Major last week’s events:
- Korea: On Monday N. Korea announced that will destroy Punggye-ri nuclear site and on Wednesday threatened to cancel the 12th of June planned meeting with USA
- Tariffs front: Trump lifted the ban of US companies selling to ZTE (ZTE is a Chinese tech company that was illegally selling to embargoed countries like Iran, N. Korea, Syria) giving ZTE a lifebelt. Initially the move was interpreted as an exchange of China abandoning some tariffs on food products, then we learned that China corporations were providing 500M$ debt capital to Trump’s Son in law developments in Indonesia. On Thursday we learned that there is a Chinese offering package for 200B $ reduction of trade deficit, only to find out later that Foreign Minister of China denies such offering. On Friday, progress was reported at the meeting of Chinese and American officials, as China is set to remove tariffs and barriers for US products, allowing more US goods and services to be sold in China.

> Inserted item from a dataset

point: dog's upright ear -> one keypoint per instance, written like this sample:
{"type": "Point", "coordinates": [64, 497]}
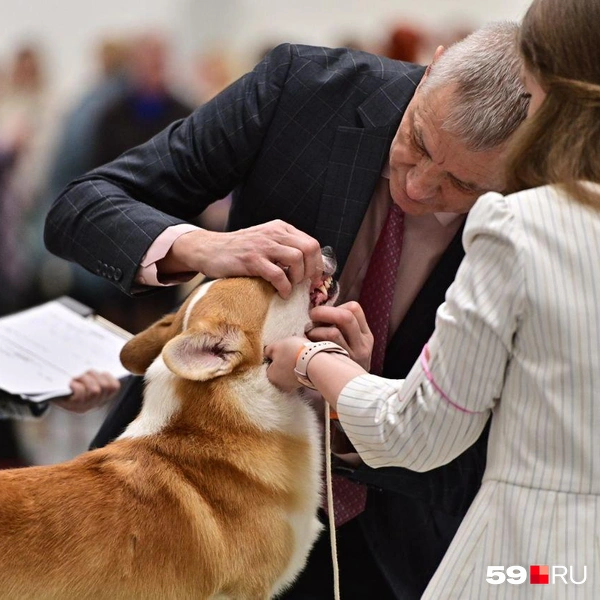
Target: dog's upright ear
{"type": "Point", "coordinates": [207, 351]}
{"type": "Point", "coordinates": [139, 352]}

- NAFTA Talks: Deadline was missed. “Countries are nowhere near close to a deal” as Lighthizer said on Thursday
- Iran Deal: Iran Foreign Minister visited Beijing, Moscow and Brussels to save the deal. Merkel met Putin for the same reason. EU is working to shield European companies from US sanctions.
- Jerusalem: 62 Palestinians killed while US embassy moved to Jerusalem. US Ambassador in UN praised Israel and then exited the room as Palestinians begun talking.
- Italy: Week started with a deal between the anti-establishment party (5 Stars) and the anti-immigrant party (League) to form a government sending EUR tumbling.
- Cryptos: Total market cap at 375B$, same level as previous week.
Advising in favor of closing USD long positions in a week when Nafta deal did not happen, North Korea is back pedaling, Italy is set to have Populists Pagliacci for government, was a failure.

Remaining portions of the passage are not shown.